What Retailers Really Want

Yes, they would like to find ways to encourage you to buy stuff, but legitimate retailers understand that their relationship with their customers is more important than one sale.
Published: June 1, 2009

By Mark Roberti

I had the privilege to lead a Leadership Forum at the RFID Journal—AAFA Apparel & Footwear Summit. This was a closed-door meeting in which leading apparel retailers and suppliers discussed the business benefits of RFID, as well as the obstacles to adoption. The bad press from irresponsible journalists who swallow the nonsense put out by religious opponents of RFID clearly has created concerns in the apparel and footwear sector.

To encourage an open discussion, I agreed not to publish specifics of what was said during the forum, or who said what. But I can reveal that the privacy discussion was very interesting. I asked if it made sense to try to track people in stores to sell them items based on previous purchases. One retailer said honestly that it would be great, but that you just can’t do it unless the person has opted in. The relationship is more important than any one sale, and you don’t want to blow the relationship by having customers find out you’ve been tracking them without their knowledge.

This is a point journalists writing about RFID and privacy never seem to get. Retailers have to find ways of selling to customers that customers accept. It’s not legitimate retailers that are spamming people. Why? Because as much as they’d love to bombard customers and potential customers with news about their products, spamming would cost them more in loyalty than they would gain in sales from the e-mail.

I asked if anyone thought it made sense to embed tags in clothes. The resounding answer was “no.” Not one person in the room thought it made sense until the technology has matured to the point where customers have some control over the transponder-that is, until you can permanently deactivate the tag or change its serial number or protect your own privacy in some way. The participants also felt that customers would need to be comfortable with the technology and feel they benefited from it before embedding tags in clothes would make business sense.

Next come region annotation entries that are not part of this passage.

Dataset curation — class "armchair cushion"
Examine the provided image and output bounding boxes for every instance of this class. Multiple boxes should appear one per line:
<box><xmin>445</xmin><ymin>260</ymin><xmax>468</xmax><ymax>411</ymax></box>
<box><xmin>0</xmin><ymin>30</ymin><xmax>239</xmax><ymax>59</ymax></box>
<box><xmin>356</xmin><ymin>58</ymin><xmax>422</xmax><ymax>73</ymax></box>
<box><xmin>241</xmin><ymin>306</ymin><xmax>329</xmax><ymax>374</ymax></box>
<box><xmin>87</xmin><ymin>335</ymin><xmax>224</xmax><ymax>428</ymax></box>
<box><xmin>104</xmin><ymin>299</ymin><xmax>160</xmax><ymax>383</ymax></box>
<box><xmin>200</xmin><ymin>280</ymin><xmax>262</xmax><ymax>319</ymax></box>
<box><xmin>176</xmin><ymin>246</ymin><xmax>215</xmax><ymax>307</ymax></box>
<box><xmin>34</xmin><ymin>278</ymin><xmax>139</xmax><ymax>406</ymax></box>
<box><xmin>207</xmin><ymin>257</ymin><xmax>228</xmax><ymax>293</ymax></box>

Some RFID opponents portray themselves as the good guys battling evil corporate monsters, but no one I met at the Apparel & Footwear Summit had any horns. Most of the people I talked to were sensitive to privacy concerns. After all, they are consumers as well. (One person from an RFID company that has been targeted by privacy advocates was bemoaning the fact that he started getting inundated with direct mail for baby products within weeks of his wife giving birth to triplets.)

But that’s not why I’m not overly concerned about potential abuses of RFID technology. I’m not overly concerned because I know that companies will do what’s in their financial interests. No legitimate retailer that has invested millions of dollars in developing a brand is going to sully that brand by surreptitiously tracking customers. And no legitimate retailer is going to risk losing customers for life by infringing on their privacy for the opportunity to try to sell them something they might or might not want to by.